ZAGABRIA La Commissione europea ha deciso di offrire la propria mediazione ai due eterni litiganti, Croazia e Slovenia, i cui bisticci sul confine nel Golfo di Pirano – e dopo il veto di Lubiana – hanno di fatto bloccato l’avanzamento di Zagabria verso l’Europa comunitaria.
È stato il commissario europeo per l’Allargamento Olli Rehn a fare visita mercoledì alle due capitali, dove ha incontrato le rispettive dirigenze statali per esporre loro il piano di mediazione concordato con il presidente della Commissione europea José Manuel Barroso. Un piano di cui nessuno ha voluto rivelare il benché minimo dettaglio, un atteggiamento spiegato ieri dalla portavoce di Rehn, Krisztina Nagy. «Credo che nella soluzione di questioni politiche delicate, ci siano momenti propizi per la diplomazia alla luce del sole e momenti per la diplomazia riservati. Siamo in una fase – ha dichiarato – in cui la diplomazia deve lavorare a fari spenti, senza fornire alcuna informazione all’opinione pubblica».
Il finlandese Rehn è stato dapprima a Lubiana, dove ha incontrato il premier sloveno Borut Pahor.
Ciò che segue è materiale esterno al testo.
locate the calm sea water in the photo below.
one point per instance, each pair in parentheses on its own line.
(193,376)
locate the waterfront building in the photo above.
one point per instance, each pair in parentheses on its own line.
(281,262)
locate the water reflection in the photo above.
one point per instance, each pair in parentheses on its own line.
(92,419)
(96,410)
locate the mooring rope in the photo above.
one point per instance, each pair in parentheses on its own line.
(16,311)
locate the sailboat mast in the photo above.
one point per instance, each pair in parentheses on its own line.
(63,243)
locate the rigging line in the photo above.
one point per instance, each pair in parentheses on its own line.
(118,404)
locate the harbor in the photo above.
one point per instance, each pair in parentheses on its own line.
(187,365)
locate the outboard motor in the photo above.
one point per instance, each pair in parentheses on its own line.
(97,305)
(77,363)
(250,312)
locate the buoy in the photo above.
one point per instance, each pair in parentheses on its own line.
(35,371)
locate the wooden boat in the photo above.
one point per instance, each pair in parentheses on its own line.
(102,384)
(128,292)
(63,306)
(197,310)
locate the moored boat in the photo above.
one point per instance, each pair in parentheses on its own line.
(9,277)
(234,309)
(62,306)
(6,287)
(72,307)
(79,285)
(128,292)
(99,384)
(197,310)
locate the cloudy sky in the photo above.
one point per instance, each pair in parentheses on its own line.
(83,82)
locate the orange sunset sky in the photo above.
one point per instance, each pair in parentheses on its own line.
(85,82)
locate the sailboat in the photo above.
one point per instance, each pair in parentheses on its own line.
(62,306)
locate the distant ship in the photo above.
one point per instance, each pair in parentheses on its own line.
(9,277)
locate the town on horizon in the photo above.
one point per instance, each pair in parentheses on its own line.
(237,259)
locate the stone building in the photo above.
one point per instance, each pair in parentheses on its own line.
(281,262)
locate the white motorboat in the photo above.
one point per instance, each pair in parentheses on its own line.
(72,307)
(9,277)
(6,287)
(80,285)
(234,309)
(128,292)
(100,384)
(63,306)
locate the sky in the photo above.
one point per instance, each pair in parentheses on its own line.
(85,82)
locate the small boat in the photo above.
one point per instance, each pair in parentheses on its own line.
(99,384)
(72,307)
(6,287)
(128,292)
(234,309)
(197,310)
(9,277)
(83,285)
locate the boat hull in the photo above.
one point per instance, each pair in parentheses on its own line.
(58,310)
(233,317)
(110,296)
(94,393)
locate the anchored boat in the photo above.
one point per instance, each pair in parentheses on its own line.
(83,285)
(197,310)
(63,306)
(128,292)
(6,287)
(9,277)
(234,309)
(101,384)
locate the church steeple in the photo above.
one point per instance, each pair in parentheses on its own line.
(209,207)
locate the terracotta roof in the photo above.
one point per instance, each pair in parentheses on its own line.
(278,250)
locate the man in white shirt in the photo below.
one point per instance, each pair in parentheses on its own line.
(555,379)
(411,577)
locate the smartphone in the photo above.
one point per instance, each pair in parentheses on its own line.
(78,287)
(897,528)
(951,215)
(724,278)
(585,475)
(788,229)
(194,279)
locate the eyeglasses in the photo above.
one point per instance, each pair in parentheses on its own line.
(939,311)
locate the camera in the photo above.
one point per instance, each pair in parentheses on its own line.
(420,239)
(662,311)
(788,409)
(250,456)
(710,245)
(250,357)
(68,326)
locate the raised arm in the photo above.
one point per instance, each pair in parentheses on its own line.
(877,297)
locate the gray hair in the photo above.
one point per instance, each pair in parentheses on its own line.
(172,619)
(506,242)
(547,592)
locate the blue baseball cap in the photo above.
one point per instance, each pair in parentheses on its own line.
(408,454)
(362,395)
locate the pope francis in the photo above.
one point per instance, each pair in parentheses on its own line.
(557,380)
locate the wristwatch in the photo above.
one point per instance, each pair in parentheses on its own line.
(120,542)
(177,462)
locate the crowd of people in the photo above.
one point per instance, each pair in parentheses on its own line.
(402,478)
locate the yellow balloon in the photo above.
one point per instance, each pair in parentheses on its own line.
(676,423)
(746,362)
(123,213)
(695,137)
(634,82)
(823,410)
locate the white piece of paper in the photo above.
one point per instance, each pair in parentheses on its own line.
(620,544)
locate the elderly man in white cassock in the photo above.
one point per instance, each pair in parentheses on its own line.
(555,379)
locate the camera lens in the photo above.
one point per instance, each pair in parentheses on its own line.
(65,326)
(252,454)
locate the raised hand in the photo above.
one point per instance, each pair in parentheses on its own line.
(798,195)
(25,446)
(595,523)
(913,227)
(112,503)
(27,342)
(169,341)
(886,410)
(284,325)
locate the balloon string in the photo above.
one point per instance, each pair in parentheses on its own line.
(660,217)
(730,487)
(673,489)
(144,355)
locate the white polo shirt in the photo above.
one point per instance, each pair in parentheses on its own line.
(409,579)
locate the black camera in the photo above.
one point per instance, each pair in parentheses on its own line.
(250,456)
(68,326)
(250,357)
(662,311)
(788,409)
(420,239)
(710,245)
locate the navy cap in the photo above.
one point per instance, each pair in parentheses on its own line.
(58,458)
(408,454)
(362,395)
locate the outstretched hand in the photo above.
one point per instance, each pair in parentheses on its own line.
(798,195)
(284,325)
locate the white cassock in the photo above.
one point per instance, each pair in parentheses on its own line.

Una visita programmata, al termine della quale il primo ministro ha ripetuto che «la Slovenia continua a insistere affinché la Croazia, nelle sue trattative di adesione con l’Unione europea, ritiri quei documenti che potrebbero pregiudicare la fissazione dei confini tra i due Stati». «Documenti – ha aggiunto Pahor – di cui Zagabria non dovrebbe fare uso nemmeno nel caso si facesse ricorso a un arbitrato internazionale sui confini».
Esaurita la tappa lubianese, Rehn ha fatto mercoledì sera un’improvvisata a Zagabria, cogliendo praticamente di sorpresa le massime autorità statali croate. Ha avuto colloqui con il capo dello Stato Stipe Mesic e con il premier Ivo Sanader, dopo di che è ripartito per Bruxelles, per rendere conto a Barroso e alla Commissione europea sugli esiti della missione-blitz. Interpellato dai giornalisti, il presidente della Repubblica ha chiarito una cosa, ossia che Rehn non è giunto nella capitale croata facendo da cassa di risonanza delle posizioni slovene. «Ho detto al mio interlocutore – così Mesic – che le due parti si sono trincerate dietro posizioni che paiono evidentemente inconciliabili. Da parte nostra proponiamo l’unica cosa logica e cioè che Slovenia e Croazia si rivolgano a un’istanza internazionale. Parlo della Corte di Giustizia dell’Aja. È un organismo imparziale, che applica le convenzioni internazionali. La Croazia, questo è certo, si è impegnata ad accettare qualsiasi verdetto, positivo o negativo che sia per noi».
Rispetto a Mesic, il capo del governo ha usato parole che sembrano chiudere la strada a ogni compromesso: «La Croazia non può accettare quanto chiesto da Lubiana, ossia di stracciare i propri documenti probatori, da esibire in caso di arbitrato. Infatti, la Corte internazionale di Giustizia chiederebbe alle due parti di prendere visione di tutti i documenti importanti, al fine di emanare un’equa sentenza. È questo uno dei principi del Diritto internazionale. La richiesta slovena è invece antieuropea. Sia chiaro che la Croazia entrerà nell’Unione europea, senza dovere per questo fare concessioni territoriali ai Paesi vicini».
Se il contenzioso sul confine del golfo piranese sta ostacolando il cammino della Croazia verso l’Europa unita, non così si può dire per la sua adesione alla Nato. La Commissione esteri del Parlamento sloveno ha respinto ieri la proposta del Partito popolare, che intendeva togliere dall’ordine del giorno della prossima sessione parlamentare la ratifica del protocollo di adesione della Croazia all’Alleanza atlantica. Il premier Pahor ha dichiarato che non vi è alcun motivo per non procedere alla ratifica, atto che dovrebbe avvenire la prossima settimana. «Il processo di adesione alla Nato – ha precisato Pahor – è diverso da quello riguardante l’Unione europea e dunque la nostra vertenza sui confini non può in alcun modo influire sulla ratifica del protocollo».
Alcune settimane fa a ratificare il documento era stato il Parlamento italiano.